Promu colonel, il exerce diverses responsabilités de commandement militaire au cours de l’après-guerre. Les sources consultées ne fournissent pas de détails approfondis sur ses activités associatives ou politiques ultérieures jusqu’à son décès survenu à Nice en 1968.
Décorations
- Officier de la Légion d’honneur Décret du 14 mai 1946 JO du 17 mai 1946
- Médaille de la Résistance française Décret du 06 septembre 1945 JO du 12 septembre 1945 source Ordre de la Libération
- Côte du dossier : 1O25820
Lieux de mémoire
Il n’existe pas de monument public national ou de plaque commémorative d’envergure nationale spécifiquement répertoriés au nom d’André Gaucher dans les bases mémorielles centrales, bien que son nom soit associé aux stèles et aux travaux historiques commémorant la libération de Périgueux et du département de la Dordogne.
Références bibliographiques
La Résistance en Dordogne. Cet ouvrage historique de référence détaille l’organisation des maquis, l’unification des forces sous l’égide des FFI et le rôle de commandement joué par le lieutenant-colonel Martial au cours des combats de l’été 1944.
L’armée de la clandestinité en R5. Cette étude universitaire analyse les structures militaires de la région de Limoges et met en lumière l’action d’André Gaucher dans la coordination des Corps Francs de la Libération.
Références internet
Mémoire des Hommes. Ce site institutionnel du ministère des Armées met à disposition les fiches de la Seconde Guerre mondiale et confirme l’homologation d’André Gaucher au titre des Forces Françaises de l’Intérieur. https://www.memoiredeshommes.sga.defense.gouv.fr/
Ordre de la Libération. Le site officiel de l’institution permet de vérifier les décrets d’attribution de la médaille de la Résistance française par le biais de ses répertoires numériques. https://www.ordredelaliberation.fr/
Léonore. Cette base de données historique du ministère de la Culture conserve le dossier de proposition et d’attribution du grade d’officier de la Légion d’honneur pour son parcours militaire et ses faits d’armes. https://www.leonore.archives-nationales.culture.gouv.fr/
Dossier d’homologation consulté
Service historique de la Défense, Vincennes, France. Dossier individuel des Forces Françaises de l’Intérieur, Cote SHD : GR 16 P 245914.
Observations
L’évaluation globale retient un indice de fiabilité B en raison de la présence d’un dossier officiel d’homologation au Service historique de la Défense et de décrets nominatifs au Journal officiel de la République française, bien que les détails biographiques intimes ou de sa jeunesse restent lacunaires dans les publications grand public, complétées par l’historiographie de la Résistance en Dordogne.

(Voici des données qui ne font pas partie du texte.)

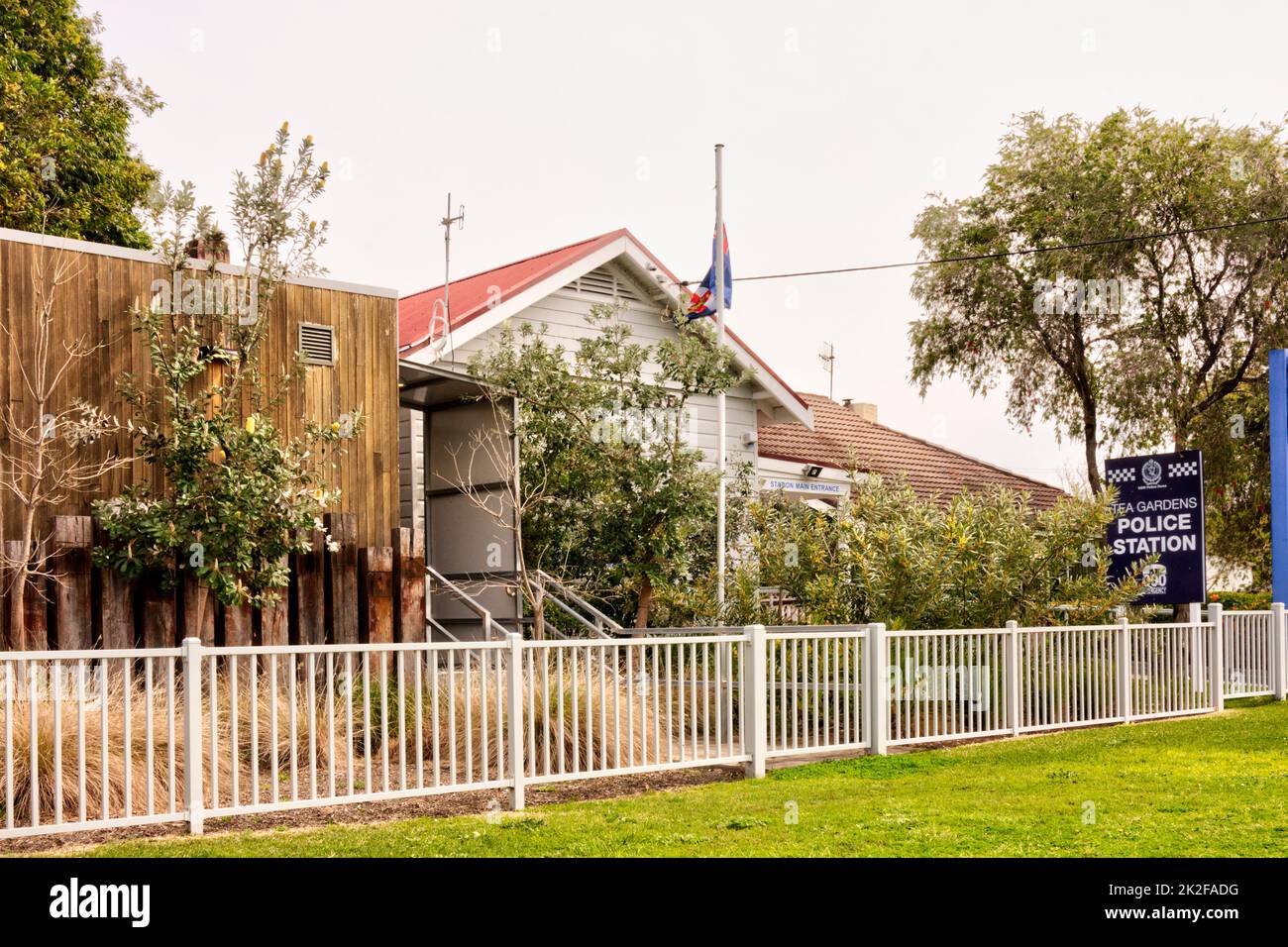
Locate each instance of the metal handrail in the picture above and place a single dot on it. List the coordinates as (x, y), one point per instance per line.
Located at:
(603, 625)
(489, 624)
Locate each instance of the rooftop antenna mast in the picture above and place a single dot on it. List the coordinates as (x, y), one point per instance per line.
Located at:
(445, 317)
(828, 360)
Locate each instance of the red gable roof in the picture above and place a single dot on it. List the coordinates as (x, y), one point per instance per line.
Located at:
(841, 438)
(476, 294)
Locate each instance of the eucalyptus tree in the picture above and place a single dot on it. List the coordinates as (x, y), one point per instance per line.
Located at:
(1120, 277)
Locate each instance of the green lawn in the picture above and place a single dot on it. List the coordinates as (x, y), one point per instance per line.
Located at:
(1207, 787)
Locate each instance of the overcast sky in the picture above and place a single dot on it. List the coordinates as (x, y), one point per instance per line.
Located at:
(557, 121)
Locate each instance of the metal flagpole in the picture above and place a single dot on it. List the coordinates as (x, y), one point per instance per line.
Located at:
(720, 418)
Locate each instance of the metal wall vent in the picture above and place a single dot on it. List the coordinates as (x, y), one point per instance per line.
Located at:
(605, 282)
(317, 343)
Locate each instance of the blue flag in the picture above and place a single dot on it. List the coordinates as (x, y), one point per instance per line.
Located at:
(702, 303)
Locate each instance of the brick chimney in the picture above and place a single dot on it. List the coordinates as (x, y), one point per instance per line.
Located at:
(863, 408)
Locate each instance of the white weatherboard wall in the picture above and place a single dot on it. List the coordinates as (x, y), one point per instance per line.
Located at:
(411, 468)
(563, 316)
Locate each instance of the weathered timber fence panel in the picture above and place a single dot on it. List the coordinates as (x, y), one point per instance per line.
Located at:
(349, 595)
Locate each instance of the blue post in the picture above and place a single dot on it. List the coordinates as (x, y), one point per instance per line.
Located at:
(1279, 474)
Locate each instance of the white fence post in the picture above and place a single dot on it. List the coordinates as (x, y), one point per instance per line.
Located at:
(1125, 669)
(1216, 657)
(758, 697)
(1013, 678)
(514, 712)
(877, 681)
(1280, 646)
(192, 751)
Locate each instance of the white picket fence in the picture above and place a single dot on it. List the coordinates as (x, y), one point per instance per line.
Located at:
(273, 728)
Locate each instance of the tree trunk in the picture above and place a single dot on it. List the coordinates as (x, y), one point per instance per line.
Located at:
(645, 602)
(1089, 444)
(539, 613)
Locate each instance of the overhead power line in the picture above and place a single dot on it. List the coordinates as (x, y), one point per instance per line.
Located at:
(1028, 252)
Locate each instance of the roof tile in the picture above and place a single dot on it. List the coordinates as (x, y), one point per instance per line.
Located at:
(844, 440)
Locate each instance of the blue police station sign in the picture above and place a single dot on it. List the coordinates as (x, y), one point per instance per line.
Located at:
(1159, 510)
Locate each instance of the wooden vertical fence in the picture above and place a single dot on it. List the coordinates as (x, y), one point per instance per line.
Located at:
(349, 595)
(408, 583)
(342, 579)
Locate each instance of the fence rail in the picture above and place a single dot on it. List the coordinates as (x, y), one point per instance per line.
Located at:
(128, 737)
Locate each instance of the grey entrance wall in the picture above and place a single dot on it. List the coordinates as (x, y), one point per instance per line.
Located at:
(451, 441)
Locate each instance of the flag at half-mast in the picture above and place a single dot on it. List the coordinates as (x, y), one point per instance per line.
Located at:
(702, 303)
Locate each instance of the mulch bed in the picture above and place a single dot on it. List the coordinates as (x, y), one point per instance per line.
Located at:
(366, 813)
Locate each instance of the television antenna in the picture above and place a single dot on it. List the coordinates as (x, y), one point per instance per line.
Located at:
(828, 359)
(441, 318)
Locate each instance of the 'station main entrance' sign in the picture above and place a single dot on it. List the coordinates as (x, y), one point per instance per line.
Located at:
(1159, 510)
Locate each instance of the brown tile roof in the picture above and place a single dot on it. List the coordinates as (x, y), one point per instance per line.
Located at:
(841, 438)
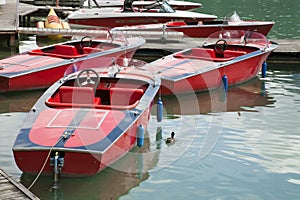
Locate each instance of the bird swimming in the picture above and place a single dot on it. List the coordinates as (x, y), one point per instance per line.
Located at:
(171, 139)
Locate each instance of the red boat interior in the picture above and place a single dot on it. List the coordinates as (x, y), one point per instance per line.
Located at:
(106, 96)
(72, 50)
(210, 54)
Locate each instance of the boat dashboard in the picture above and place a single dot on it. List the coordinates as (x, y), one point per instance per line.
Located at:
(109, 94)
(73, 50)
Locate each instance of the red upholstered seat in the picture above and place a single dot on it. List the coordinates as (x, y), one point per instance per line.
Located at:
(125, 96)
(78, 95)
(65, 49)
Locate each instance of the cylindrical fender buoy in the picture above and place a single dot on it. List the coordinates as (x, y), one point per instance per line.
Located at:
(225, 82)
(159, 110)
(140, 135)
(75, 68)
(264, 69)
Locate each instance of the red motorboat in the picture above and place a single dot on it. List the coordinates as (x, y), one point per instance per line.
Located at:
(39, 68)
(177, 5)
(203, 29)
(86, 121)
(226, 58)
(158, 12)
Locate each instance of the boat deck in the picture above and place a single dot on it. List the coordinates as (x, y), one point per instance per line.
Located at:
(11, 189)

Pour le site de l’Ordre de la libération André Gaucher, alias Martial, est né le 05 Janvier 1898 à Paris, 75 – Paris (ex Seine), France
Sources consultées le 3 juin 2026
Répertoires du Musée de la Résistance en ligne (http://www.museedelaresistanceenligne.org/) : Consultation des notices relatives à l’organisation FFI de la Dordogne et de la Région R5.
Base de données Mémoire des Hommes (https://www.memoiredeshommes.sga.defense.gouv.fr/) : Consultation du fichier des résistants, validation de la fiche individuelle au nom d’André Gaucher, alias Martial, né le 15 décembre 1904, mentionnant sa cote d’archive.